Saturday, April 27, 2013
In my small group at WPUMC we're reading Brian McLaren's Naked Spirituality: A Life WIth God In 12 Simple Words. It introduced me to the concept of a Temporary Autonomous Zone (TAZ).
"...rigid conformity and emotional inhibition stultify the human spirit, and so occasionally people defy the authorities and dare to dance. They create what author Kester Brewin describes as Temporary Autonomous Zones (TAZs), places where the normal patterns of hegemony and homogeneity are broken."
This is taken from page 65, quoting Barbara Ehrenreich, and citing examples like Woodstock, Burning Man, Mardi Gras. These events, at their best are about jubilation, freedom, and connection. He continues on page 67.
"Could it be that the kingdom of God is the ultimate TAZ, the ultimate liberation from the normal oppressive patterns of hegemony and homogeneity."
When I was single and child free it was a lot easier for me to resent and resist hegemony and homogeneity. Certainly they were always there, but I did feel freer to choose people, interests, and expression that were outside the norm. I didn't dream of marriage, family, and home ownership. I dreamt of living purposefully, finding a way to make a difference, to be my own, and to be different.
That desire was part of why I chose the graduate school and program that I did. Whole Systems Design (WSD) at an alternative university. My dream took the shape of wanting to write, specifically articles about good news, and then maybe start my own program focused on that kind of story. Producing the stories. Training people to seek, articulate, and promote good news. But WSD didn't work that way for me. It focused on talking and small groups. Not my areas of professional interest. Worse, to me, it didn't help equip me to navigate or talk back to the "real world" of hegemony and homogeneity. I graduated more adrift and vulnerable than I started.
Reentering the "real world" I married my grad school honey, started an interim job, and suddenly fell pregnant.
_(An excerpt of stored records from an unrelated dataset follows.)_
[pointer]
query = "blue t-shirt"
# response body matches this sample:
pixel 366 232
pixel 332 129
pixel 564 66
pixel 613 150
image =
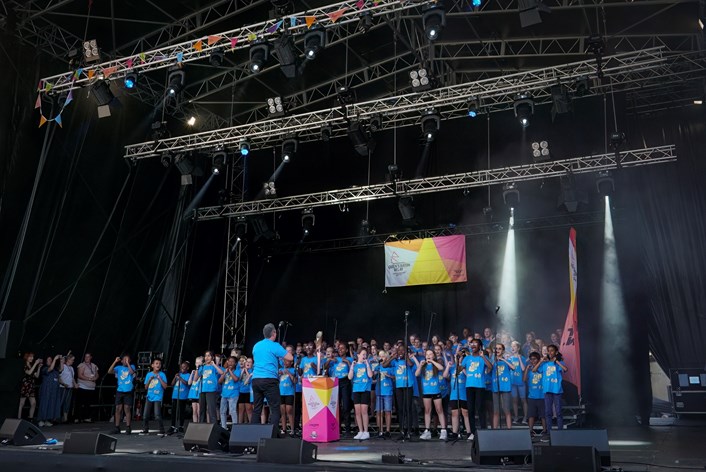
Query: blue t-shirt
pixel 534 383
pixel 457 391
pixel 181 389
pixel 209 378
pixel 551 377
pixel 155 391
pixel 361 381
pixel 286 386
pixel 266 355
pixel 125 378
pixel 516 374
pixel 501 379
pixel 430 380
pixel 231 388
pixel 404 374
pixel 474 367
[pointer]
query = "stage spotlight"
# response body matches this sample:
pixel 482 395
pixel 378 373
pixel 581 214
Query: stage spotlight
pixel 269 190
pixel 524 109
pixel 259 55
pixel 289 149
pixel 175 82
pixel 434 20
pixel 216 58
pixel 430 125
pixel 362 140
pixel 287 56
pixel 314 41
pixel 244 147
pixel 308 221
pixel 511 195
pixel 420 80
pixel 130 80
pixel 605 185
pixel 219 162
pixel 406 207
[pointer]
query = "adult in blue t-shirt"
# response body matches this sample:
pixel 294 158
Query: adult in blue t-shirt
pixel 265 378
pixel 125 375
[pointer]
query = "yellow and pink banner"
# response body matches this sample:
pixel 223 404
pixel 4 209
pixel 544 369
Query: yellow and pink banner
pixel 425 261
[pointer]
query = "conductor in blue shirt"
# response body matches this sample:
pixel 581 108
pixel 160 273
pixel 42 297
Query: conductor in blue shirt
pixel 265 379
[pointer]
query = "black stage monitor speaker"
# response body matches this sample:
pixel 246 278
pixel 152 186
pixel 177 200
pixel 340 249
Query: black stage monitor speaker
pixel 563 458
pixel 597 438
pixel 89 443
pixel 21 433
pixel 248 436
pixel 500 447
pixel 205 436
pixel 286 451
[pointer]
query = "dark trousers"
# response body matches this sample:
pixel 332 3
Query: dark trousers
pixel 178 412
pixel 157 407
pixel 404 396
pixel 345 398
pixel 475 401
pixel 269 389
pixel 207 402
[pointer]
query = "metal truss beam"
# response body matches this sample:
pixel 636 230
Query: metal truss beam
pixel 481 178
pixel 623 71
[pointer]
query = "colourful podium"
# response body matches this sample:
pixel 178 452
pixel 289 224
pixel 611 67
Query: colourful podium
pixel 320 409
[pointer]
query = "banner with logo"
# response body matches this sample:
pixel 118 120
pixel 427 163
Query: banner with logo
pixel 425 261
pixel 570 337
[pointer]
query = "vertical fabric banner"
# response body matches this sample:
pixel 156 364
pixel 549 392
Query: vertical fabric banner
pixel 570 338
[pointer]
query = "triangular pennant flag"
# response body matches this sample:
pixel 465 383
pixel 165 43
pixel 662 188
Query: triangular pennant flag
pixel 335 16
pixel 274 27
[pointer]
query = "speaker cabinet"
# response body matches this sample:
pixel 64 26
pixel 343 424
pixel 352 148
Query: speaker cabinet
pixel 89 443
pixel 501 447
pixel 205 436
pixel 563 458
pixel 21 433
pixel 286 451
pixel 248 436
pixel 597 438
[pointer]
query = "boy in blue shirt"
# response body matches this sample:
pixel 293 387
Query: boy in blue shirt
pixel 125 375
pixel 155 383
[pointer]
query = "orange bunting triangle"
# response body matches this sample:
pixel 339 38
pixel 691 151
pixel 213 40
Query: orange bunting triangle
pixel 335 16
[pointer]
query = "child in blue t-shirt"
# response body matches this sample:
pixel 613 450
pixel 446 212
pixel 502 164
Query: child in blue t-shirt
pixel 155 383
pixel 125 375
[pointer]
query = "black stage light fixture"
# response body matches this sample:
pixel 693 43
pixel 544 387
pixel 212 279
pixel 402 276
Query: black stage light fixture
pixel 511 195
pixel 430 125
pixel 259 55
pixel 362 140
pixel 287 56
pixel 434 20
pixel 524 109
pixel 314 41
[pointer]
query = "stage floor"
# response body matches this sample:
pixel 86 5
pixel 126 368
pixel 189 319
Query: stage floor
pixel 663 446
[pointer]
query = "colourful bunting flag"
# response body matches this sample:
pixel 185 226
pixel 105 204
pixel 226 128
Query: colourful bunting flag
pixel 335 16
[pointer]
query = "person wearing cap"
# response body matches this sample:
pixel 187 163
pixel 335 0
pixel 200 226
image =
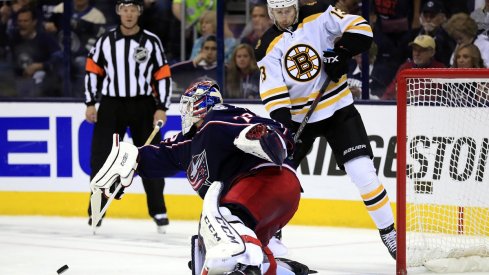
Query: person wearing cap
pixel 481 17
pixel 432 17
pixel 423 48
pixel 463 29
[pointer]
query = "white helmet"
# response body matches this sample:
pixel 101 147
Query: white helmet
pixel 278 4
pixel 199 99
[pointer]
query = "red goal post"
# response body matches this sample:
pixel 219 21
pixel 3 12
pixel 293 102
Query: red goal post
pixel 439 109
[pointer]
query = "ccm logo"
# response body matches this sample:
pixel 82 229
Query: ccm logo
pixel 361 146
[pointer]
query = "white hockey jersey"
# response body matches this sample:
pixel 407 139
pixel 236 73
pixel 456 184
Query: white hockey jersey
pixel 291 64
Six years later I'm still at the job working as the sole provider for my little family. I feel trapped in the hegemony and homogeneity of job, home, and child rearing. Any little gap for autonomy is savored, celebrated, and jealously guarded.
These days I find my Temporary Autonomous Zones in my small groups (ironically enough given the grad school debacle), both the Christian group and the Pagan group. Granted, we are not dismantling patriarchy or otherwise disrupting the status quo in publicly recognizable ways. But we are peeling away our conformity and inhibition to unveil to ourselves and these trusted friends our thoughts, feelings, and private realities. And in Pagan ritual we even "dare to dance."
Today it is easy for me to accept grace as the thing that pierces hegemony and homogeneity and frees us to be authentic souls liberated from the rules that stultify human life. This definition holds true to the example of Jesus's life - practicing a life of loving others that put him outside the rules and mores of the law and the culture of his time. He stands as the model of how Christians too ought to live lives of love, lives changed by that grace. I experience this kind of grace in the Pagan rituals as we minister to each other in ceremony, raise energy together, and "party like Pagans."
But it's challenging me and yet I'm hungry for it, to have this grace in the rest of my life in the "real world." (I guess that's why they're "temporary" autonomous zones.) How do I live a daily life of such grace, outside the bounds of hegemony and homogeneity? Is it just part of being fully human that we develop and abide by these conventions? To live in this world, a soul and a body, means we entangle ourselves in these invisible, powerful things. And it's a life of spirituality, of practice and of hunger, that manifests the desire for grace and the means to be grace to ourselves and others.